And the Chinese is democratic in very much the same way that the American is. If there has been an aristocracy at all, it has been essentially one of race, the conqueror and the conquered, and hereditary distinctions have played a very small part in the past outside Peking and the Manchu circle. An official career is, in theory, and in good measure in practice, open to the man who is fit, no matter what his antecedents; and the poor boy has quite as good a chance to make himself fit for all save the highest posts as in America. Nor is there always much to choose between the American and Chinese standard of fitness. To regard success as commander in a small war as qualifying a man for the civil headship of a great industrial state does not seem much more reasonable than to make skill in writing a literary essay the test for a high military post. And one thing more, the Chinese, in so many things essentially democratic, abases himself before the power of riches as much as the American, and far more than any other Asiatic.
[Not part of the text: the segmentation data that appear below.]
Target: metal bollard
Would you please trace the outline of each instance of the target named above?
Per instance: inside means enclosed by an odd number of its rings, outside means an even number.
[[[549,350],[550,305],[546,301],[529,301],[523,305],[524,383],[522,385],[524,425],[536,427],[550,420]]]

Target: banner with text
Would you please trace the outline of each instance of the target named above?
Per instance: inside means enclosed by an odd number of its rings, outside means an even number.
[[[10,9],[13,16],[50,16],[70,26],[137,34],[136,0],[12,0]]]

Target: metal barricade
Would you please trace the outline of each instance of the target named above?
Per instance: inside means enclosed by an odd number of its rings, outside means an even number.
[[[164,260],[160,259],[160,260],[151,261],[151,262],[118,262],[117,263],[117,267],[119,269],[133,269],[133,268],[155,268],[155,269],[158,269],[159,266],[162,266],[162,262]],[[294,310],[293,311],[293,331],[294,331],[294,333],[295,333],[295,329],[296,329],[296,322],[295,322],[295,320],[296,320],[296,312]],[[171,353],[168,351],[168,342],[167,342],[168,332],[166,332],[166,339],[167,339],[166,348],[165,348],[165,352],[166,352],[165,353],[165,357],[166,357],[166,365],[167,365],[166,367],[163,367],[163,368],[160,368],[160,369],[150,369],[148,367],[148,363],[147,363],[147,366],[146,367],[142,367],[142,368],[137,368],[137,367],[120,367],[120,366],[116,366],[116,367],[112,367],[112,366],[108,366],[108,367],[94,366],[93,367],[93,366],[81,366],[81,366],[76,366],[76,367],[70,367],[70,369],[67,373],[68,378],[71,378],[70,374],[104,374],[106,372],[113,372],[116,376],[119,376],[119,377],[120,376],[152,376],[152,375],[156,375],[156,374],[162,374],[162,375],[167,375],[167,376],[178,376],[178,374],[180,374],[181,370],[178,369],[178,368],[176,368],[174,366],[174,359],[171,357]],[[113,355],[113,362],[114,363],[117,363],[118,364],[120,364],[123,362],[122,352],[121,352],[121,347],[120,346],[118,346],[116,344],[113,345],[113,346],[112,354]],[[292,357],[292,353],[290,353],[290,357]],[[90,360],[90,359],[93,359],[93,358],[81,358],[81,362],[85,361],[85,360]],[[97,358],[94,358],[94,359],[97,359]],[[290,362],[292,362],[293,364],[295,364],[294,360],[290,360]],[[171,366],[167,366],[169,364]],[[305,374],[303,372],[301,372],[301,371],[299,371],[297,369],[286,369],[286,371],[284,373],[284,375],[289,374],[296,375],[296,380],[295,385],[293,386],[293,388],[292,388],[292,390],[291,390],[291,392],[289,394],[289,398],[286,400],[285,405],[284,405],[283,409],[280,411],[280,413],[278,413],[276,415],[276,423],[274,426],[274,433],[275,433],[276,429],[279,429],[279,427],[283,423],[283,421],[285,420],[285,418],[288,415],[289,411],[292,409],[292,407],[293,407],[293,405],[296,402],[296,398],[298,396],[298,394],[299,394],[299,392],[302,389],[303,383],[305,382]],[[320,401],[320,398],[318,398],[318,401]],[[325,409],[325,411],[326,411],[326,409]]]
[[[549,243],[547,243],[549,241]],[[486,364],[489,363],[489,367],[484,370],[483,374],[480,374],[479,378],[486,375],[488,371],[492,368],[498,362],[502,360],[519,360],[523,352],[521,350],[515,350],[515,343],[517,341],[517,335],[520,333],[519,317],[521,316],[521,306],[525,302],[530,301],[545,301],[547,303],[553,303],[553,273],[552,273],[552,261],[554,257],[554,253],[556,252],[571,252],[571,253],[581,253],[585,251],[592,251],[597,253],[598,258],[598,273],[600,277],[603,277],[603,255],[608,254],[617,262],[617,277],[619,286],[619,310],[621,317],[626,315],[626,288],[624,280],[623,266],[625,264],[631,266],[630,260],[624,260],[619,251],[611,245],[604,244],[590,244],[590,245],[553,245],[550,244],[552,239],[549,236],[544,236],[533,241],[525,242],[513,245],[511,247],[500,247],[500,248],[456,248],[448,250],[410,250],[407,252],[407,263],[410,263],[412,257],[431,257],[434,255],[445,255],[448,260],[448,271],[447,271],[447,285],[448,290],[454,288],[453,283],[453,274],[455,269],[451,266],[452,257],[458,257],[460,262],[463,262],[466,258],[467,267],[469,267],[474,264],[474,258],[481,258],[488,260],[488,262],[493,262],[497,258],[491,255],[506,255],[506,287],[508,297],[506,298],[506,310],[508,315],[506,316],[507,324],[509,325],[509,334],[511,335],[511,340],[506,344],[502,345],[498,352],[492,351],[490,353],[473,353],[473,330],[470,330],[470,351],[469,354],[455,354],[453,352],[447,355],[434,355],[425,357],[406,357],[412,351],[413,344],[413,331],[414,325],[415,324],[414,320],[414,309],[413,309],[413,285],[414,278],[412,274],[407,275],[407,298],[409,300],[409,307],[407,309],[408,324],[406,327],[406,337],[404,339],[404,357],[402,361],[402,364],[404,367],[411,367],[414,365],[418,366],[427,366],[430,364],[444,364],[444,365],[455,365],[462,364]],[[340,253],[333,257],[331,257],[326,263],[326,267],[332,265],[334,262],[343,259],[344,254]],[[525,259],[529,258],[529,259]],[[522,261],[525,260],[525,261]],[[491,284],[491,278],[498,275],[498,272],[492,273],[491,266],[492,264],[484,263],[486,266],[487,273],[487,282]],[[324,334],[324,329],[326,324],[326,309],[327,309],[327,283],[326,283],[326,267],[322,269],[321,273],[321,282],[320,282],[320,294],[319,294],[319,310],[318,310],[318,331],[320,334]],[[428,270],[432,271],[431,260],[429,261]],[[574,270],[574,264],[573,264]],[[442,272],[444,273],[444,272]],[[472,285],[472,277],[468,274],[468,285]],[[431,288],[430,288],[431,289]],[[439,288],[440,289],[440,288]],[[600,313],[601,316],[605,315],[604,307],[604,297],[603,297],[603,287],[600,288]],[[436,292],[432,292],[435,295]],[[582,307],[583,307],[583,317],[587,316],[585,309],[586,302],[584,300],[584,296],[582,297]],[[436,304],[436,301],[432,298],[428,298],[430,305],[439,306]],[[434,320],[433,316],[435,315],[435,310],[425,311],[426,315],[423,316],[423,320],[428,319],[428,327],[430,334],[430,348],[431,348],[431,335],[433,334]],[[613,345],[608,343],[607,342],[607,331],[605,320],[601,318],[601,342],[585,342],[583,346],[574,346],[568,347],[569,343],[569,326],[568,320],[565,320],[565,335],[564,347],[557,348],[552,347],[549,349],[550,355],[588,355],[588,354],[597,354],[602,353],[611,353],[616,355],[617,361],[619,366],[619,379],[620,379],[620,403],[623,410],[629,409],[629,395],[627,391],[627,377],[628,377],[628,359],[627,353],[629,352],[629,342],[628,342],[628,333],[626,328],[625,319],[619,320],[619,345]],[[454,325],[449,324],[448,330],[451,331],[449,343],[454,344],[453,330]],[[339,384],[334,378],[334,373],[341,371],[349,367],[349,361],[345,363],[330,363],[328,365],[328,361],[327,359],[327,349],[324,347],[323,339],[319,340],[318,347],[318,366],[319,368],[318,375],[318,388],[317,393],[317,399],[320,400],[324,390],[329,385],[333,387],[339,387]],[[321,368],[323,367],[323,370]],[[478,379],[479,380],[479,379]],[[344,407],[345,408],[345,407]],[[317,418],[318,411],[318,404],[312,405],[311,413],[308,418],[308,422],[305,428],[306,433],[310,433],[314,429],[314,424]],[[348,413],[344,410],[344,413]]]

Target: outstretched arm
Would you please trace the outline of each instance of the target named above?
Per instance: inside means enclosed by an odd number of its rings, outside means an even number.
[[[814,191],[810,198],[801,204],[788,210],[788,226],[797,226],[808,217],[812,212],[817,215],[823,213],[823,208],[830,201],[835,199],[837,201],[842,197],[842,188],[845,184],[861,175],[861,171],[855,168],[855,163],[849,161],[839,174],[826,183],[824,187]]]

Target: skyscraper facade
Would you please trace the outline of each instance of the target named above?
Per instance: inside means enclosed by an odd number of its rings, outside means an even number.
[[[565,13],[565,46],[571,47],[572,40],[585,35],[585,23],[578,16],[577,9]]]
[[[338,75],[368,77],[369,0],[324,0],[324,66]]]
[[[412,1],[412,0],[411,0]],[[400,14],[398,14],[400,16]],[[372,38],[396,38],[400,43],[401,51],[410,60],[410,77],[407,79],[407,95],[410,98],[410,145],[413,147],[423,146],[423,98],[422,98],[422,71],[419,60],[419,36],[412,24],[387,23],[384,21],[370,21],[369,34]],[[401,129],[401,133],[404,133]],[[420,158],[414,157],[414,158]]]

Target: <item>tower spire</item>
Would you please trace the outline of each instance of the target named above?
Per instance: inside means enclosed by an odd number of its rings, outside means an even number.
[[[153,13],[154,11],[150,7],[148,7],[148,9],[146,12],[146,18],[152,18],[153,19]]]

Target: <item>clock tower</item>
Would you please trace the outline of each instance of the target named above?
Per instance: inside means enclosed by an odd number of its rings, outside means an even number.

Now, since the Chinese expects little of the government, he has learned to rely upon himself and his fellows. Like the Englishman and the American, and unlike the Frenchman and the German, he takes the initiative. The Government is weak, the individual or group of individuals strong; the Government does little, so the other side does much. All over the East,—in Burma, Indo-China, the Malay States, the Philippines, wherever he can force an entrance,—you find the Chinese merchant and the Chinese coolie, and it is no state-managed enterprise that takes them there. Just as the British workmen emigrate, or the British merchants seek out new markets, so the Chinese make their way without leading or assistance. And they succeed; throughout all that territory that lies between the China Sea and the Bay of Bengal, whether under British or French rule, unless actually barred out, the Chinese is entrenching himself and prospering. Heavy poll-taxes alone keep him from controlling trade and the labour market in Indo-China; in the Malay States he is ousting the native and running the British merchant and banker hard; in Burma he is getting more and more control of trade, and has even succeeded in convincing the Burmese woman that he makes a better sort of husband than her charming but indolent countryman.

To turn to smaller matters. I am sure I had once known, but I had certainly quite forgotten, that the Chinese, like ourselves and unlike other people of the East, sit on chairs in preference to sitting on their heels. For it gave me a little comfortable shock of surprise when I saw my coolies at dinner sitting on benches around the table, "just like folks," instead of squatting on the ground after the fashion of my Indian servants. It is a small thing, but it marks the Chinese off from all other Asiatics, and brings him a little nearer the West; and I do not wonder at the touch of pride in the answer of the Chinese student at a New England college when some one remarked on seeing her sitting on the ground, college-girl fashion, with a number of her classmates, that it probably came easier to her to do that, as she was used to it, "Oh, no; I think you must be confusing us with the Japanese. We Chinese learned to sit on chairs two thousand years ago."